There was no moment of grandeur, no shocking new revelation. Just sweet scripture, opened up by our friend, and the passing of the peace. And wiggly little ones. And chuckling baby. And the mystery of the body and the blood.
And all of a sudden, the manure seemed right and good, in a very surreal way.
And I felt a lot better about my calling to farm imperfectly.
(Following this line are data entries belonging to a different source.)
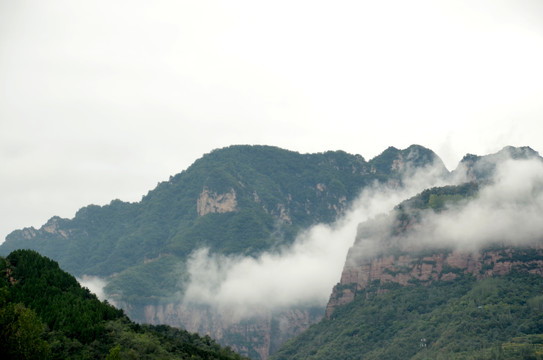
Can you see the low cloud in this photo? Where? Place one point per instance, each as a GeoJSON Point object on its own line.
{"type": "Point", "coordinates": [302, 274]}
{"type": "Point", "coordinates": [509, 210]}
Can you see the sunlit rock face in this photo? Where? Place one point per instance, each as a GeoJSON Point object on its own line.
{"type": "Point", "coordinates": [409, 269]}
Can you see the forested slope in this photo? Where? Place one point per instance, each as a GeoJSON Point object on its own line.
{"type": "Point", "coordinates": [46, 314]}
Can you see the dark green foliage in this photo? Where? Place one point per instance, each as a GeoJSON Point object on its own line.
{"type": "Point", "coordinates": [462, 319]}
{"type": "Point", "coordinates": [277, 193]}
{"type": "Point", "coordinates": [45, 314]}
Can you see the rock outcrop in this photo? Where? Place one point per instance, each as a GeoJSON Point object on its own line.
{"type": "Point", "coordinates": [406, 269]}
{"type": "Point", "coordinates": [211, 202]}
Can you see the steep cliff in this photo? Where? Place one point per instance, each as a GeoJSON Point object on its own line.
{"type": "Point", "coordinates": [236, 201]}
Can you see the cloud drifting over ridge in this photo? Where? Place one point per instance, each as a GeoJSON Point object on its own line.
{"type": "Point", "coordinates": [302, 274]}
{"type": "Point", "coordinates": [509, 210]}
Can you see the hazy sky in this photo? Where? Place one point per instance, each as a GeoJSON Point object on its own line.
{"type": "Point", "coordinates": [103, 99]}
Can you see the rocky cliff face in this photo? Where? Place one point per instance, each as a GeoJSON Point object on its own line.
{"type": "Point", "coordinates": [406, 269]}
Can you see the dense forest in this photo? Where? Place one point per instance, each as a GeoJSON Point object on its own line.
{"type": "Point", "coordinates": [495, 318]}
{"type": "Point", "coordinates": [46, 314]}
{"type": "Point", "coordinates": [277, 193]}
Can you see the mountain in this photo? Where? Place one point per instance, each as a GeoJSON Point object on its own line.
{"type": "Point", "coordinates": [239, 201]}
{"type": "Point", "coordinates": [46, 314]}
{"type": "Point", "coordinates": [455, 272]}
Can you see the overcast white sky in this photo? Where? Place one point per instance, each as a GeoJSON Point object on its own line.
{"type": "Point", "coordinates": [103, 99]}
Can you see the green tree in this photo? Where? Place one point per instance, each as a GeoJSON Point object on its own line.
{"type": "Point", "coordinates": [20, 333]}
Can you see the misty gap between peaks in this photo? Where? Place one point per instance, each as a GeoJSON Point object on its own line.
{"type": "Point", "coordinates": [509, 207]}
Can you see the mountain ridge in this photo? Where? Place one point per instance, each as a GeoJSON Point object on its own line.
{"type": "Point", "coordinates": [239, 200]}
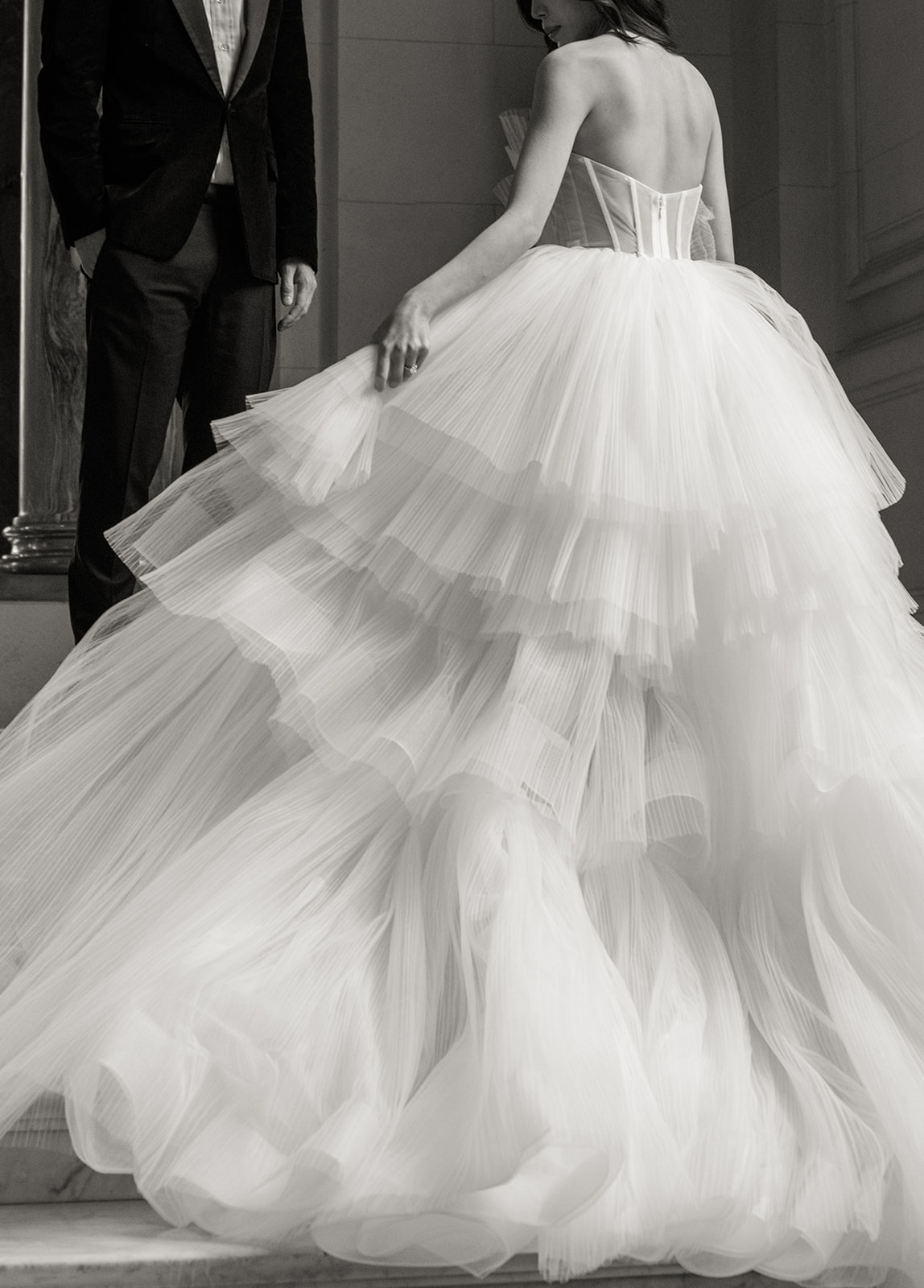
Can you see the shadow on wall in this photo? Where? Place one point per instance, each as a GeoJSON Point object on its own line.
{"type": "Point", "coordinates": [10, 106]}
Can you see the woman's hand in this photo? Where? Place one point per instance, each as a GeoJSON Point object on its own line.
{"type": "Point", "coordinates": [403, 343]}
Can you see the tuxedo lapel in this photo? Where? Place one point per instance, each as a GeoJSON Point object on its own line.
{"type": "Point", "coordinates": [193, 14]}
{"type": "Point", "coordinates": [255, 17]}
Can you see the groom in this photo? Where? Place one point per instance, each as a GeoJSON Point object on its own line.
{"type": "Point", "coordinates": [179, 145]}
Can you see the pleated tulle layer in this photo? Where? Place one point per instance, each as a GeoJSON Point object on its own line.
{"type": "Point", "coordinates": [498, 824]}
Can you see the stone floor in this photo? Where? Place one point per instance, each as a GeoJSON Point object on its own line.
{"type": "Point", "coordinates": [124, 1245]}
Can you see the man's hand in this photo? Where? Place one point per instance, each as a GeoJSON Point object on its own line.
{"type": "Point", "coordinates": [298, 285]}
{"type": "Point", "coordinates": [88, 250]}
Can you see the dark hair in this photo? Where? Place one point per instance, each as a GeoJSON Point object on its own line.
{"type": "Point", "coordinates": [625, 19]}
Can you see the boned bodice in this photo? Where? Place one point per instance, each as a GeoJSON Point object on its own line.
{"type": "Point", "coordinates": [600, 206]}
{"type": "Point", "coordinates": [597, 206]}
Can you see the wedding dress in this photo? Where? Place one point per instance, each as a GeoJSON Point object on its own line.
{"type": "Point", "coordinates": [498, 822]}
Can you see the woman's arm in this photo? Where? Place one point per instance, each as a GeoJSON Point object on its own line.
{"type": "Point", "coordinates": [560, 103]}
{"type": "Point", "coordinates": [716, 193]}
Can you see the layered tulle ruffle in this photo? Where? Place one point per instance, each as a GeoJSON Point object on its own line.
{"type": "Point", "coordinates": [498, 826]}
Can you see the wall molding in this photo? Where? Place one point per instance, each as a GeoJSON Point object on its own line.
{"type": "Point", "coordinates": [872, 258]}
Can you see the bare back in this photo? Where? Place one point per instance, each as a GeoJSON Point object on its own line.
{"type": "Point", "coordinates": [653, 115]}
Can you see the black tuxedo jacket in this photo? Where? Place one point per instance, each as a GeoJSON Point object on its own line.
{"type": "Point", "coordinates": [141, 169]}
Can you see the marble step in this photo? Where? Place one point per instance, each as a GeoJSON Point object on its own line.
{"type": "Point", "coordinates": [118, 1245]}
{"type": "Point", "coordinates": [38, 1163]}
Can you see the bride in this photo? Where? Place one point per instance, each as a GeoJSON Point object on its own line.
{"type": "Point", "coordinates": [497, 824]}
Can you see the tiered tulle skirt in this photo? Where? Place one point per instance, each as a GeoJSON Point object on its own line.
{"type": "Point", "coordinates": [500, 824]}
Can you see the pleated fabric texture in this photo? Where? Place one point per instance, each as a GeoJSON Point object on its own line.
{"type": "Point", "coordinates": [498, 824]}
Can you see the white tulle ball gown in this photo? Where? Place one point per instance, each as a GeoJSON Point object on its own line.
{"type": "Point", "coordinates": [498, 824]}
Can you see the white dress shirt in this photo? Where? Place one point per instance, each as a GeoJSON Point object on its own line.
{"type": "Point", "coordinates": [227, 25]}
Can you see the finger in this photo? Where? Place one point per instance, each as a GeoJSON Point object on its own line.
{"type": "Point", "coordinates": [397, 366]}
{"type": "Point", "coordinates": [286, 280]}
{"type": "Point", "coordinates": [304, 293]}
{"type": "Point", "coordinates": [382, 364]}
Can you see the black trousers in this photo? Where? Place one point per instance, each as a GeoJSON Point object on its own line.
{"type": "Point", "coordinates": [197, 328]}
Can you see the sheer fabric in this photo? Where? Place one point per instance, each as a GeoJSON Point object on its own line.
{"type": "Point", "coordinates": [498, 824]}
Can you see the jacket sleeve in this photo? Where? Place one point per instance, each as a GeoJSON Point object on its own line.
{"type": "Point", "coordinates": [73, 42]}
{"type": "Point", "coordinates": [291, 122]}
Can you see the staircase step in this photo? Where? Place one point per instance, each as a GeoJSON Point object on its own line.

We set out the food and ate on the deck. The roast chicken was heavenly. I had to control myself to keep from eating all the crispy skin as I cut it up into bite size chunks. The roasted vegetables were so tender and creamy and crispy and good I had thirds. The lightly salted goat cheese and the pizza crust flatbread could have been served in the finest of NYC restaurants. The trout was gone before I could blink. Watermelon heralded the end of summer and we visited, talked church talk and enjoyed the cool, despite the mosquitoes.
Real life is full of a little manure here and there, and I was so thankful for the visual reminder this afternoon. Maybe today's life lesson for me was to surrender to imperfection. To give myself and others grace when we are tired, to remember that even on happy days, occasionally the metaphorical bull will push through the gate and torment the neighbors, but that doesn't mean that I should give up my whole calling! A little manure does wonder for fertility, and so does a good rest.